В мой чувствительный нос бьет родной запах хвои и сигарет.
— Лерочка… — слышу голос мужа и чувствую, что наконец-то, расслабляюсь. Слеза скатывается по щеке на пелёнку. Да, я очень ждала.
— Халат, папа, надеваем, — останавливает Игната врач.
— Валентина Викторовна, — зовёт ее акушерка. — У нас схваточка хорошая.
— Так, сейчас посмотрим, — отзывается она, обрабатывая руки.
Новая схватка вызывает у меня желание тужиться и острый прилив сил.
Родные губы прижимаются к щеке, виску, скользят по линии волос.
— Лерочка… Прости, что не отвечал. Нужно было глушилки связи поставить. Важный разговор… — шепчет мне Игнат.
— Можно, я потом тебя поненавижу, — рычу в ответ.
— Можно, — смеется он. — Люблю тебя, моя девочка.
— Надежда Семёновна, — обращается к акушерке моя врач, — пригласите нам неонатолога. Будем рожать…
Дальше все сливается в единое, кажущееся мне бесконечным, мгновение боли, подсказок врачей и нежного шепота мужа.
— Лера, вдох! — требует акушерка.
— Больше не могу, — мотаю головой.
— Можешь, — строгий голос врача. — Папа даст руку. Можешь его укусить, только тужимся на следующую схватку.
— Лера, схваточка пошла… — предупреждает акушерка.
Вцепляюсь в руку Игната ногтями и тужусь…
— Умница, голова, — возбужденно хвалят меня врачи, — ещё разок давай, без схватки.

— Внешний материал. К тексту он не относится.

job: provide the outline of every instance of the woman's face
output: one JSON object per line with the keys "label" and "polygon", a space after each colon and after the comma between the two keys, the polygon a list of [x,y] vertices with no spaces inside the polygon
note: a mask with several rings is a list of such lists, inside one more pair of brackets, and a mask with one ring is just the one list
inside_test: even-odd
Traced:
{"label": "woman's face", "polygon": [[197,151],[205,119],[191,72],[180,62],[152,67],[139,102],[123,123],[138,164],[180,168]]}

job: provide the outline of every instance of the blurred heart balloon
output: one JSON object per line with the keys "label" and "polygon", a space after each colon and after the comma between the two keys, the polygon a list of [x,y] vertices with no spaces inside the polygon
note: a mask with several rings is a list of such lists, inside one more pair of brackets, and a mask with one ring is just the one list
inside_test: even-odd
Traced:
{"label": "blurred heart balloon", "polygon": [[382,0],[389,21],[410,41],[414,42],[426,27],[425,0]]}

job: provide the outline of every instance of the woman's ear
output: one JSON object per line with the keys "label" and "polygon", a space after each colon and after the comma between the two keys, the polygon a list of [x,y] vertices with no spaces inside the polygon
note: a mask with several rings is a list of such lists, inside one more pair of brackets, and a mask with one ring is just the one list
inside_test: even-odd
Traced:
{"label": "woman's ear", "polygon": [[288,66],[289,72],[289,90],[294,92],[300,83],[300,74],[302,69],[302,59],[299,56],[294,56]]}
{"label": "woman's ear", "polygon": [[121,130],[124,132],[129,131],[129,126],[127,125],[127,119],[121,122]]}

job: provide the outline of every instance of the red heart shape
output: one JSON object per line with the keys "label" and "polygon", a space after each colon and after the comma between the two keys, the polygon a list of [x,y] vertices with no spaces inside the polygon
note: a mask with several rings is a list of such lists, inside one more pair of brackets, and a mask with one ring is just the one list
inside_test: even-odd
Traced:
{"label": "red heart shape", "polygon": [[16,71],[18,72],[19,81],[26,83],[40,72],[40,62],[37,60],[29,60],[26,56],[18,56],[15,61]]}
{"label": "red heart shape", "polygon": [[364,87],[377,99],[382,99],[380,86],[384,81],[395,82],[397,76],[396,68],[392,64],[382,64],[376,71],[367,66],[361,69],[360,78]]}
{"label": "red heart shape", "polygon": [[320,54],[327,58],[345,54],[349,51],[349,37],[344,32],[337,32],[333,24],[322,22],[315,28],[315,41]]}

Подчиняюсь из последних, непонятно откуда берущихся сил и… слышу плач сына.
— Лерка, — восторженно хрипит муж.
Прикрываю глаза. Чувствую, что плачу.
— Дайте мне его, — прошу. — Дайте!
Тёплое крохотнее тельце оказывается у меня на груди.
— Привет, сынок… — шепчу.
Рассматриваю крохотные ручки с отросшими ноготочками, ротик, который уже елозит по моей груди и ищет еду. Тёмные волосики на голове, глазки бусинки, которые иногда недовольно так смотрят на меня из-под приоткрывающихся век и маленькое родимое пятно на плечике… как у моего папы.
Игнат укрывает нас пеленкой и обнимает, зарываясь носом в мои всклоченные волосы.
— Лерка… — слышу в его голосе восторг и шок.
Встречаемся взглядами. Там так много всего: глубокого, нежного, родного. Расслабляясь, уплываю в это абсолютное чувство счастья.
— Спасибо, любимая, — говорит мне муж одними губами и целует. Но не меня. Сына. Это ощущается так, как будто тысячу раз меня. — Как назовём?
— Мироном, — отвечаю тихо Игнату. Потому что не знаю, как отреагирует. Понравится ли идея. — Если ты не против…
Муж замирает.
— Хорошее… имя, — шепчет севшим голосом, — Пусть будет Мирон. Спасибо тебе… моя девочка.